School Textbooks in Low- and Middle-Income Countries Are Overwhelmingly Sexist

It’s no surprise that books used in schools in many countries have gender biases. But in a new CGD working paper we document exactly how much and what kind of bias exists across over 1,200 books from 34 anglophone countries. This includes high-income countries such as the US, UK, and Australia, and poorer countries such as India, Pakistan, Uganda, and South Africa. We uncover three consistent patterns of bias:

  1. Women and girls are less present. Across almost all textbooks studied, female characters occurred less frequently than male ones. On average, only around 30 percent  of gendered terms were female.
  2. Women are associated with domestic roles, family, and appearance. Female terms are more closely linked to words like "wedding", "home", and "beautiful", while male terms associate more with words like "leader", "authority", and "career". Amongst occupations, men are more likely to be shown as scientists.
  3. Women are depicted in more passive roles. Female characters were less likely to be the active subject of sentences, with only 24 percent of female terms capitalized compared to 29 percent of male terms.

The degree of gender imbalance in textbooks correlates strongly with country-level measures of gender inequality and women's rights.

Figure 1: Countries in our corpus of books

Note: Books from the 34 countries included in our corpus are coloured in teal. This includes Afghanistan, Australia, Bangladesh, Belize, Bhutan, Dominica, Ethiopia, Guyana, India, Jamaica, Kenya, Kiribati, Lesotho, Liberia, Malawi, Maldives, Namibia, Nigeria, Pakistan, Papua New Guinea, Rwanda, Samoa, Sierra Leone, Solomon Islands, South Africa, South Sudan, Sri Lanka, St Kitts and Nevis, Tonga, Uganda, United Kingdom, United States, Zambia, and Zimbabwe.

Women and girls are less present in textbooks

Across our full sample of books there are over twice as many male words (eg, he, him, his) as there are female words (e.g. she, her, hers). There is also substantial variation across countries. After adjusting for book length, grade, and subject, the countries with the lowest representation of women and girls are Afghanistan, Pakistan, Sri Lanka, and South Sudan, where less than one in three gendered words are female (Figure 2).

Figure 2: Share of female words in different countries

Note: This figure shows the predicted share of gendered words that are female by country. This measure is first calculated for each individual book - which are then estimated as a function of country, subject, grade, and (log) book length. We exclude countries with fewer than five books in our corpus.

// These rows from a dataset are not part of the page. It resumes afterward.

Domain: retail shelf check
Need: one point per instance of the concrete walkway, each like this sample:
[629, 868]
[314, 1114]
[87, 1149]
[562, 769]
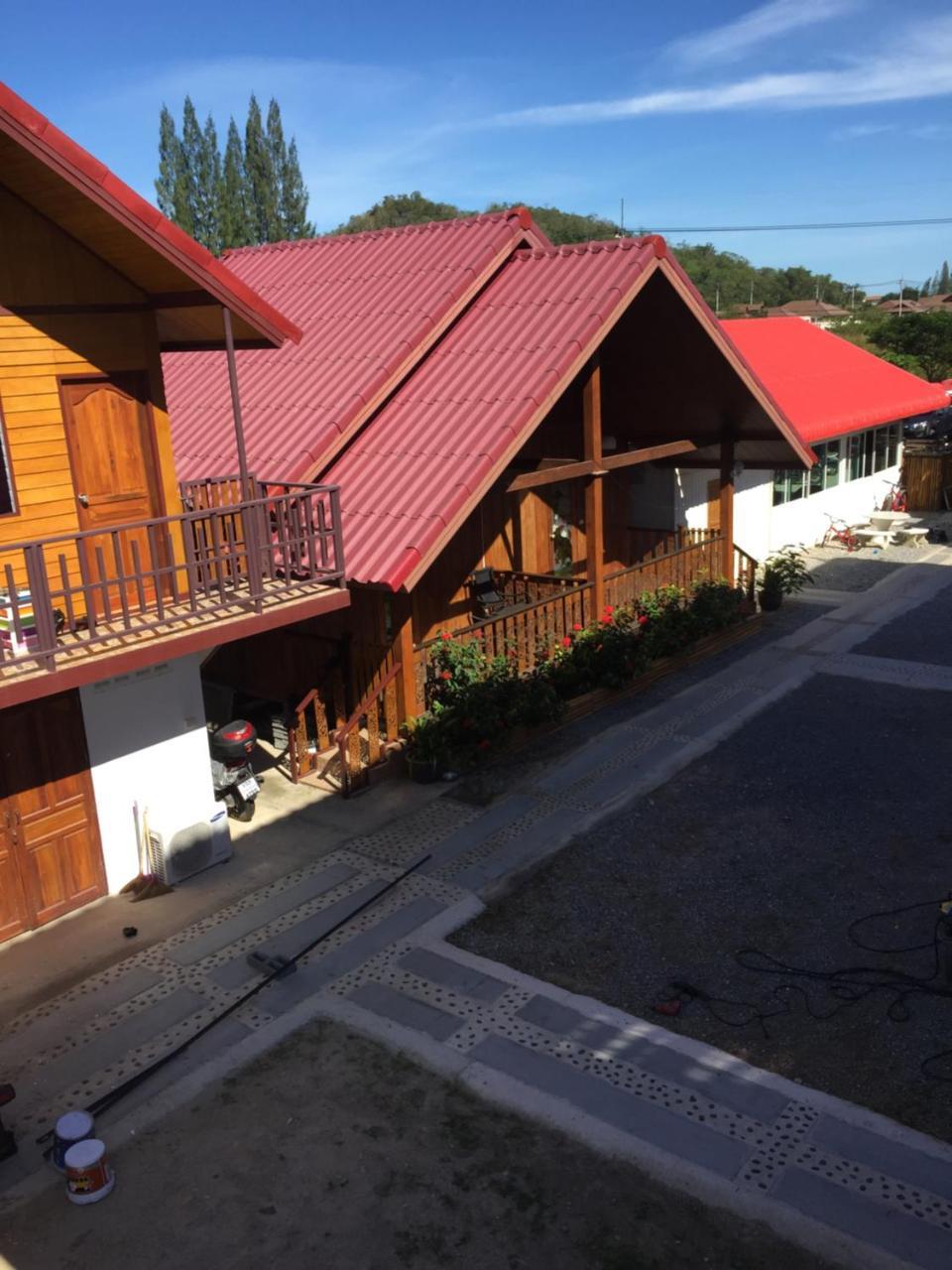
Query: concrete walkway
[849, 1184]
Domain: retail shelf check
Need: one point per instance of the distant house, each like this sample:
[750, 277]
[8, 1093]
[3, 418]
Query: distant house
[900, 307]
[846, 404]
[815, 312]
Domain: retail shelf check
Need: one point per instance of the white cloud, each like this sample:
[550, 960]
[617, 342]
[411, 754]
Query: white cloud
[915, 66]
[762, 24]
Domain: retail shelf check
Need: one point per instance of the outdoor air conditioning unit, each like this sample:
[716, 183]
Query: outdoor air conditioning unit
[179, 855]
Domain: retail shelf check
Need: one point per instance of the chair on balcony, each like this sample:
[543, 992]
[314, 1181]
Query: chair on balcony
[485, 597]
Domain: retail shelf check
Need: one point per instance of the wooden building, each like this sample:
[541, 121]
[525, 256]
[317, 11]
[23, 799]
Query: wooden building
[113, 581]
[515, 397]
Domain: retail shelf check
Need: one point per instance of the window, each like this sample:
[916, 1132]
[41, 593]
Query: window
[8, 499]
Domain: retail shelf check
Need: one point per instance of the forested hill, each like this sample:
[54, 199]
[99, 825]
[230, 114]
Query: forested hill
[710, 270]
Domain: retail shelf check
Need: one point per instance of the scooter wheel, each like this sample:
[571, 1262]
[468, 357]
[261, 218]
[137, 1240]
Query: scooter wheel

Women appear more often in subjects like home economics

When we examine differences across textbooks in various subjects, we find that the subject with the highest representation of women is home economics. Religion had the least representation of women, and subjects such as math and science had less than equal representation (Figure 3). Shorter books also tend to have fewer females.

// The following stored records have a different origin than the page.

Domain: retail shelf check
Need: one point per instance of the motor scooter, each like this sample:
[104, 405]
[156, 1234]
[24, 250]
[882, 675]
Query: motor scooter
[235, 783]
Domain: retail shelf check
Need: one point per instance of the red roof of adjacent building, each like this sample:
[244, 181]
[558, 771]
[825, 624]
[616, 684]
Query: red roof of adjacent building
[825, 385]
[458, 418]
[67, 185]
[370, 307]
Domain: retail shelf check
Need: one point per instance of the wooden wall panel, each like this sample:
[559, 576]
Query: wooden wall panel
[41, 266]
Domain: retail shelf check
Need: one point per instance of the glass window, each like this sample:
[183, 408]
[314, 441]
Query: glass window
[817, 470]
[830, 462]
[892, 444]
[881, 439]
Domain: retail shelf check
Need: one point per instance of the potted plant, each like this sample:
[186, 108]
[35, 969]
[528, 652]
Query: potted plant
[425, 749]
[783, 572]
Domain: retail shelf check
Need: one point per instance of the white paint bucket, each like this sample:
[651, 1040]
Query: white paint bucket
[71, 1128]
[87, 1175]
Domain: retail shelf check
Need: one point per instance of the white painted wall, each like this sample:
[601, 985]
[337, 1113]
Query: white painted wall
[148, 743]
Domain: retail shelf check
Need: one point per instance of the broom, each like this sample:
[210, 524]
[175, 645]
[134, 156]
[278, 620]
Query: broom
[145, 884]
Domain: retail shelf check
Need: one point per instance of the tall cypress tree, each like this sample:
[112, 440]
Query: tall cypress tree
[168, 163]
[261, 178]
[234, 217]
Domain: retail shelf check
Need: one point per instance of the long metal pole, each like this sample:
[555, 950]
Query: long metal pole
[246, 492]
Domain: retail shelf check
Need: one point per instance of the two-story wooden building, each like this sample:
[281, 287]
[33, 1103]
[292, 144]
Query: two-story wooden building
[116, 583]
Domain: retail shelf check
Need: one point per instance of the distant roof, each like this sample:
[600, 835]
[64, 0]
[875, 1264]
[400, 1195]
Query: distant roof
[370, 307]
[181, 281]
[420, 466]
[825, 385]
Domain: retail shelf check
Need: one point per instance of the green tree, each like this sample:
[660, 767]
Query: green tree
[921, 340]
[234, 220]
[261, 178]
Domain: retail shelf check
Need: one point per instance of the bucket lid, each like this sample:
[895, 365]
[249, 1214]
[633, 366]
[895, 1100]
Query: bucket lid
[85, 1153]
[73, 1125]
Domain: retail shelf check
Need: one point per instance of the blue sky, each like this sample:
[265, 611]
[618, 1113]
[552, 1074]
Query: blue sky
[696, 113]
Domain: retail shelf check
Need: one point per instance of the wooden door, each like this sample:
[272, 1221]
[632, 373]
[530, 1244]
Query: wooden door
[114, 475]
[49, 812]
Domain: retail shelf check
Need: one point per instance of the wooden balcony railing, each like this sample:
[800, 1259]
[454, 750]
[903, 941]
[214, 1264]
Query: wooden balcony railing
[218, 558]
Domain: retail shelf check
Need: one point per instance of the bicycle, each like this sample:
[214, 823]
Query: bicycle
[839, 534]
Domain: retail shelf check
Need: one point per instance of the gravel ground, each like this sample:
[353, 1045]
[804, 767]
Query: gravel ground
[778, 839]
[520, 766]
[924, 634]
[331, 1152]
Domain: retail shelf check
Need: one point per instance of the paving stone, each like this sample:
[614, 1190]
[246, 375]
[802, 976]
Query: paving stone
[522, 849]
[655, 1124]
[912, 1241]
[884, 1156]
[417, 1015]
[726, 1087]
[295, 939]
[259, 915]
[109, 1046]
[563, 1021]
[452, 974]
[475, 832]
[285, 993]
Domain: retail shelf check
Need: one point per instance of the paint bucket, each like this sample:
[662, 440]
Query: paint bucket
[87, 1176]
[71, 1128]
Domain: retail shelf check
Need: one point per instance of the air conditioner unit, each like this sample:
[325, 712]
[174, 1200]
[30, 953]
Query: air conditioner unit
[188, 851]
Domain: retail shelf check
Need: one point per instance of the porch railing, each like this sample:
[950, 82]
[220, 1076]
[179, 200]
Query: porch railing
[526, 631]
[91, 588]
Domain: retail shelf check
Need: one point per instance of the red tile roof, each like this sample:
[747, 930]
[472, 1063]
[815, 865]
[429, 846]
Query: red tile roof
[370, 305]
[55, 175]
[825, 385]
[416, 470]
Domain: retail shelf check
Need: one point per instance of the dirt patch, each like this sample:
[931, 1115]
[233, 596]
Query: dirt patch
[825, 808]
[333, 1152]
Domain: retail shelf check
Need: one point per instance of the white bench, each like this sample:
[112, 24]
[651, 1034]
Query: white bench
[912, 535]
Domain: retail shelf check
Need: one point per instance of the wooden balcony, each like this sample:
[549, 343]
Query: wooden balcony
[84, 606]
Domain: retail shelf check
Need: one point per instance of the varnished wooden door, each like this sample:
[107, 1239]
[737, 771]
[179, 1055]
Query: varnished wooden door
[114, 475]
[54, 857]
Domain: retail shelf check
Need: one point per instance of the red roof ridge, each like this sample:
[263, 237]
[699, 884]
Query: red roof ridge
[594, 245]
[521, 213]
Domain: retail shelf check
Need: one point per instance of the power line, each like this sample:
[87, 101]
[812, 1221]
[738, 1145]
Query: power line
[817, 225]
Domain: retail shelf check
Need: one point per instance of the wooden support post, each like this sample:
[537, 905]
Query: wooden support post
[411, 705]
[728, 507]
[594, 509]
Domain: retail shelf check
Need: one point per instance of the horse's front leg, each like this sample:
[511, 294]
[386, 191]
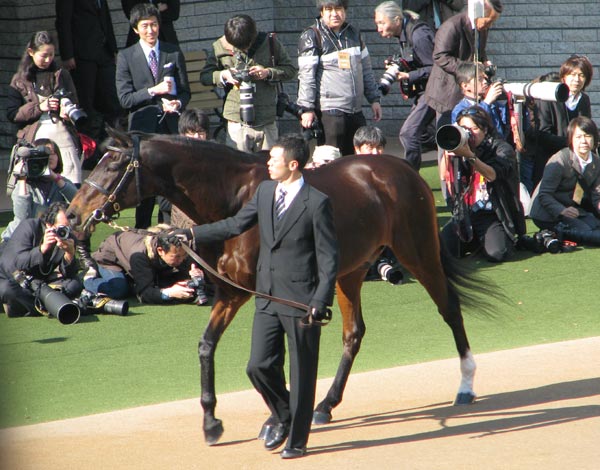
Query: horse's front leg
[223, 312]
[348, 293]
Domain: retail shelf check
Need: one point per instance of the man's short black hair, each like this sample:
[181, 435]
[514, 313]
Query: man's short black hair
[294, 148]
[143, 11]
[240, 31]
[49, 217]
[332, 3]
[370, 135]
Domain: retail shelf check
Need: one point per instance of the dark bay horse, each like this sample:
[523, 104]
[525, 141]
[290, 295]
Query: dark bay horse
[377, 200]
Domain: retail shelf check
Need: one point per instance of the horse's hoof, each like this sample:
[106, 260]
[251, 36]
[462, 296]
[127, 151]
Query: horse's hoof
[464, 398]
[214, 433]
[319, 417]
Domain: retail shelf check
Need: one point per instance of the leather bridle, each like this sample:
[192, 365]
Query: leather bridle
[100, 214]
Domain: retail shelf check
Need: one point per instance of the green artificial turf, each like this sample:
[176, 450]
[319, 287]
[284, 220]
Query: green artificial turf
[49, 371]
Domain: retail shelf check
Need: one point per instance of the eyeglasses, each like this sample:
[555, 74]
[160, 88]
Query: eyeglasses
[467, 112]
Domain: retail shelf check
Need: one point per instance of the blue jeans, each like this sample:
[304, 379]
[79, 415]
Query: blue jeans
[112, 283]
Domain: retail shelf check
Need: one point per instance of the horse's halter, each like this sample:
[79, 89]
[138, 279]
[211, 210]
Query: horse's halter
[99, 215]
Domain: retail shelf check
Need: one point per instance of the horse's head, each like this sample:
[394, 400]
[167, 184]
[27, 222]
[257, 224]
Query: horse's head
[111, 186]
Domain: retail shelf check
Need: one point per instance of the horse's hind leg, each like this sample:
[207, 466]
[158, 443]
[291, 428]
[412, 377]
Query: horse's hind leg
[432, 275]
[348, 294]
[222, 314]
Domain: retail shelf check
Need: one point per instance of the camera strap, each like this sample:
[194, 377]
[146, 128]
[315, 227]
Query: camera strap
[271, 39]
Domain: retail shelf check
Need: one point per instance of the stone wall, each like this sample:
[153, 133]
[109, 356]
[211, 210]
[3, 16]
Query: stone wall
[531, 38]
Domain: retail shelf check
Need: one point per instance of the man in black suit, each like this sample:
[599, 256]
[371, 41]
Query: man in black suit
[88, 47]
[297, 261]
[152, 84]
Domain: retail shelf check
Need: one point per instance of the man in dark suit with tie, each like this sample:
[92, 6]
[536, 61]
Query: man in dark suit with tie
[297, 261]
[152, 84]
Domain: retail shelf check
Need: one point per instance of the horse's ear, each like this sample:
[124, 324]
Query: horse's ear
[122, 139]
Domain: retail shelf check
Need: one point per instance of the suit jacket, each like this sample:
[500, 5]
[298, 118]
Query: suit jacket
[133, 78]
[166, 31]
[298, 260]
[85, 30]
[555, 191]
[454, 44]
[22, 253]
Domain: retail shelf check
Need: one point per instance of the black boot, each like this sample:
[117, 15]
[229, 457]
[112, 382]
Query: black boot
[88, 265]
[585, 237]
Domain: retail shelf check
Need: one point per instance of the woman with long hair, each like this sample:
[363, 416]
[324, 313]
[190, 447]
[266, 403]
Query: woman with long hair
[40, 98]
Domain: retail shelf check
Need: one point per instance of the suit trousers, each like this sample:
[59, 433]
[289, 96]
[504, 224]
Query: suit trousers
[411, 132]
[266, 370]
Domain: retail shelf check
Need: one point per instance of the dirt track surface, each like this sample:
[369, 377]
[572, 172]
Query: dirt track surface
[538, 408]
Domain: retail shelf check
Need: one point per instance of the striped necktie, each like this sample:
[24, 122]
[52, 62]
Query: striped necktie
[153, 64]
[280, 203]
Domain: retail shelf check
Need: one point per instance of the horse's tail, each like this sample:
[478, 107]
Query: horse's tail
[475, 292]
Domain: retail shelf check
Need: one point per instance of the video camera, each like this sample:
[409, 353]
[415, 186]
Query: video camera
[74, 112]
[315, 131]
[544, 91]
[394, 65]
[52, 301]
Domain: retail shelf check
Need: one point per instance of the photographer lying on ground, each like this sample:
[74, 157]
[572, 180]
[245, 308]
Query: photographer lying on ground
[490, 215]
[154, 265]
[567, 200]
[43, 248]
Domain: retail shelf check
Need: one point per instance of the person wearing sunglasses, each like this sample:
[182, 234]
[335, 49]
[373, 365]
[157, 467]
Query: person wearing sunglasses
[493, 219]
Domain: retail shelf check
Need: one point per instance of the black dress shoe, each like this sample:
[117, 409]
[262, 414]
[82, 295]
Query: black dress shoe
[293, 452]
[278, 434]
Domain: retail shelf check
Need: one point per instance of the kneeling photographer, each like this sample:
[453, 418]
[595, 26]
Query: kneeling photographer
[567, 200]
[152, 263]
[40, 253]
[486, 212]
[248, 65]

Figure 3: Share of female words in different subjects

Note: This figure shows the predicted share of gendered words that are female by subject. This measure is first calculated for each individual book - which are then estimated as a function of country, subject, grade, and (log) book length. We exclude countries with fewer than five books in our corpus.

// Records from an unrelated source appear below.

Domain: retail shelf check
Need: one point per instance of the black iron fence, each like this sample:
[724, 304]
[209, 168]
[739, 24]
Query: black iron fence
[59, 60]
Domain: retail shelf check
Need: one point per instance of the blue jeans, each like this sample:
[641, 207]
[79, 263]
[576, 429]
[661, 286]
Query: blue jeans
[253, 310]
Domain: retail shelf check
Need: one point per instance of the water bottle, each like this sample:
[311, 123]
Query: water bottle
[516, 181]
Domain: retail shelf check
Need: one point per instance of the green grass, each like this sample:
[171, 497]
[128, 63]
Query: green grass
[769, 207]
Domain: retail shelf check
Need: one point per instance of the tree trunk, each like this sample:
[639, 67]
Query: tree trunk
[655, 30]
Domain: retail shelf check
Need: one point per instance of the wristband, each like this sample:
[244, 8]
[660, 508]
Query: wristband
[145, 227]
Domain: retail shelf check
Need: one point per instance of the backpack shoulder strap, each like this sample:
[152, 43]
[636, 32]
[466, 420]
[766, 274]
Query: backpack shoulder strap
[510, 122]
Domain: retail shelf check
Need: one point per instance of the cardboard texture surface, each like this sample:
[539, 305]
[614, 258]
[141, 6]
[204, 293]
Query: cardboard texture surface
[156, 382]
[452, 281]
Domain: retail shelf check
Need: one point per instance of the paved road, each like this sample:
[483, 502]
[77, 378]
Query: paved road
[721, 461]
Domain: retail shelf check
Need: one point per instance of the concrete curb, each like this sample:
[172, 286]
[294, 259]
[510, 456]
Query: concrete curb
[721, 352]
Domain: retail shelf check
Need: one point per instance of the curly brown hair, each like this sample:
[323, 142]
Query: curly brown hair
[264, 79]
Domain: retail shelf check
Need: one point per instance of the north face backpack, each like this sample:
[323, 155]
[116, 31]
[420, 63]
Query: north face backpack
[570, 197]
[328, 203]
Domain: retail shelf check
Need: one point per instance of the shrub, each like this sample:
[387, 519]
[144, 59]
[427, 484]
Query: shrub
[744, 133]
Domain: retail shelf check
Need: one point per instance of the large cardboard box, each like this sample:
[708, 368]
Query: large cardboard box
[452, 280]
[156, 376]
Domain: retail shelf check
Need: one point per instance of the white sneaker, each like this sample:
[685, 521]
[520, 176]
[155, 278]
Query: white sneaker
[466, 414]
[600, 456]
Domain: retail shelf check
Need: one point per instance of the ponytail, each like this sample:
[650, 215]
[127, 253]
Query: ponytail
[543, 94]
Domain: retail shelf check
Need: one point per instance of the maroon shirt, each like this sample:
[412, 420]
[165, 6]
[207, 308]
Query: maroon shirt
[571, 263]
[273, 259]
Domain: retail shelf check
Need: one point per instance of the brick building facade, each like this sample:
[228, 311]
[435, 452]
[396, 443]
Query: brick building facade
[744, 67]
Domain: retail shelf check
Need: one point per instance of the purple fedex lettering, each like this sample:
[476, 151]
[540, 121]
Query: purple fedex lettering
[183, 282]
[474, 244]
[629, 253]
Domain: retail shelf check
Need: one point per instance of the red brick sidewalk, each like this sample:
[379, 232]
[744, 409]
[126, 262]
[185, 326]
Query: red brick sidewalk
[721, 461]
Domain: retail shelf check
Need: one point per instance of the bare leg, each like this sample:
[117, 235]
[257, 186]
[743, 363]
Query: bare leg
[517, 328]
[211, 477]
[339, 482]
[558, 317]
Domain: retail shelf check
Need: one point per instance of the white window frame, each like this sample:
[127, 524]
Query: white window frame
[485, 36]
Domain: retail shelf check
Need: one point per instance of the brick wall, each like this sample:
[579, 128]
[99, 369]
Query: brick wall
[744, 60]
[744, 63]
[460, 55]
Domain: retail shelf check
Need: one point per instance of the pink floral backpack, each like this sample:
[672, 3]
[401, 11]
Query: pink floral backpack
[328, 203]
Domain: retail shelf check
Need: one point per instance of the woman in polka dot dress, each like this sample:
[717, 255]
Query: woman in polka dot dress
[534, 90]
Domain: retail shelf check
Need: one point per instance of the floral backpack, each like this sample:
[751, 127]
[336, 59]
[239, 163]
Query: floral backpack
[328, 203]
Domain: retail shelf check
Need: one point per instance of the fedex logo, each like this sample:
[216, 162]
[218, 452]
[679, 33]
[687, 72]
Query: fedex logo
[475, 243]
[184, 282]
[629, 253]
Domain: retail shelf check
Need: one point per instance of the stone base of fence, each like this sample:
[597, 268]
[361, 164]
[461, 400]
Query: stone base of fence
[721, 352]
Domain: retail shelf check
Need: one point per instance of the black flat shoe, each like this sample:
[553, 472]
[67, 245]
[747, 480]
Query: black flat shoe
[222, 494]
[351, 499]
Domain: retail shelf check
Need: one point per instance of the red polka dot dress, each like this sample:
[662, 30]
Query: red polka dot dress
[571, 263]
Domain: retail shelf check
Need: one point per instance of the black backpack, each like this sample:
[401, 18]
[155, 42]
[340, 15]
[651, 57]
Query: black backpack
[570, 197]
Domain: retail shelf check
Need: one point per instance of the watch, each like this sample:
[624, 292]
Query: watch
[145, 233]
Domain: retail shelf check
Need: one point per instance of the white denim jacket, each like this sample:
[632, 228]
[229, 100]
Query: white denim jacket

Women are shown as librarians and illustrators, men as scientists

To look at stereotypes, we compare our list of gendered words (he, she, … etc.) with a list of common occupations (teacher, doctor, … etc.), and count the number of times a gendered word occurs in the same sentence as an occupation. So if there were 5 sentences with the words “She” and “Doctor” but only 2 sentences with “He” and “Doctor”, this would represent a female bias. We can then compare the imbalance between how frequently male and female words co-occur with different occupations. Across the full corpus, the most female-associated occupations include housekeeper, thatcher, technician, librarian, supervisor, jewellery, illustrator, printer, nurse, and consultant. The most male-associated occupations include botanist, caretaker, navigator, porter, mathematician, astronomer, physicist, economist, surveyor, and blacksmith. Might the under-representation of women in scientific occupations in real life have something to do with the role models that girls are exposed to in their school books?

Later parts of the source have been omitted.